Data from KEYNOTE-006 Study Presented at AACR Annual Meeting
and Published in the New England Journal of Medicine
KIRKLAND, QC, April 19, 2015 /CNW Telbec/ - Merck (NYSE: MRK),
known as MSD outside the United
States and Canada, today
announced results from the randomized, pivotal Phase 3 study,
KEYNOTE-006, in the treatment of unresectable advanced melanoma. In
the study, pembrolizumab was statistically superior to ipilimumab
for progression-free survival (PFS), overall survival (OS), and
overall response rate (ORR). On March 24,
2015, Merck announced that KEYNOTE-006 would be stopped
early based on these data. The results will be presented today at
the American Association for Cancer Research (AACR) Annual Meeting
by Dr. Antoni Ribas of Jonsson
Comprehensive Cancer Center, University of
California, Los Angeles (abstract # CT101, included in the
AACR press program), and were also published today in the New
England Journal of Medicine.
"Improving survival is the ultimate objective in treating
patients with cancer. In this important study in advanced melanoma,
pembrolizumab was statistically superior to ipilimumab for
progression-free survival and overall survival, and also
demonstrated a lower frequency of severe adverse events." said Dr.
Caroline Robert, head of Dermatology
at Gustave Roussy, Villejuif and Paris-Sud University Cancer
Campus, Grand Paris and lead author of the New England Journal
of Medicine publication.
"Our goal with the pembrolizumab development program is to help
improve long-term disease control and survival for people with a
wide range of cancers," said Dr. Roger
Perlmutter, president, Merck Research Laboratories. "The
KEYNOTE-006 study compared two immunotherapies that target distinct
immune checkpoint pathways, PD-1 and CTLA-4. In this study, our
investigational anti-PD-1 antibody, pembrolizumab, improved overall
survival by more than 30 percent compared to ipilimumab, an
anti-CTLA-4 antibody, in the treatment of advanced melanoma. We
look forward to filing these data with health authorities around
the world."
"Metastatic melanoma is a devastating disease with a very poor
prognosis and historically, therapeutic options have been limited,"

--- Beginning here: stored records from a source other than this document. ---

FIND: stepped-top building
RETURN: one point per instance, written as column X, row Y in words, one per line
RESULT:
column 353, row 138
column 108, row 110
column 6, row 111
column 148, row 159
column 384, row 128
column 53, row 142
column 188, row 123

explained Dr. Teresa Petrella, Head
of the Melanoma Disease Site Group at the Odette Cancer Centre,
Sunnybrook Health Sciences Centre. "However, new agents and
treatment strategies are changing the landscape of the management
of melanoma. The rapidly evolving field of immuno-oncology is
finally bringing new hope to cancer patients in Canada." She adds, "Many Canadian
melanoma patients participated in the KEYNOTE-006 trial. This is an
exciting time in melanoma, and new therapies that have now shown an
improvement in overall survival represent a potential new treatment
option in a population with a high unmet need."
KEYNOTE-006 Results in the Front-Line Treatment of Advanced
Melanoma
KEYNOTE-006 is a global, open-label, randomized, pivotal, Phase
3 study (ClinicalTrials.gov, NCT01866319) of 834 patients from 16
countries with unresectable stage III or IV advanced melanoma with
no more than one prior systemic therapy. Patients received
pembrolizumab 10 mg/kg every two weeks (n=279), pembrolizumab 10
mg/kg every three weeks (n=277), or four cycles of ipilimumab 3
mg/kg every three weeks (n=278). The primary endpoints were PFS and
OS; secondary endpoints were ORR, duration of response, and safety.
Tumour response was assessed at week 12, then every six weeks
thereafter by independent central review per RECIST 1.1. This first
presentation of data from KEYNOTE-006 is based on interim analyses
conducted for PFS with a data cut-off of September 3, 2014 (median follow-up, 7.9 months)
and for OS with a data cut off of March 3,
2015 (median follow-up, 13.8 months).
Data Showed Pembrolizumab was Statistically Superior to
Ipilimumab for PFS, OS and ORR
The median PFS for pembrolizumab was 5.5 months (2-week group)
and 4.1 months (3-week group) compared to 2.8 months for ipilimumab
(HR 0.58, P<0.00001 for the pembrolizumab groups vs.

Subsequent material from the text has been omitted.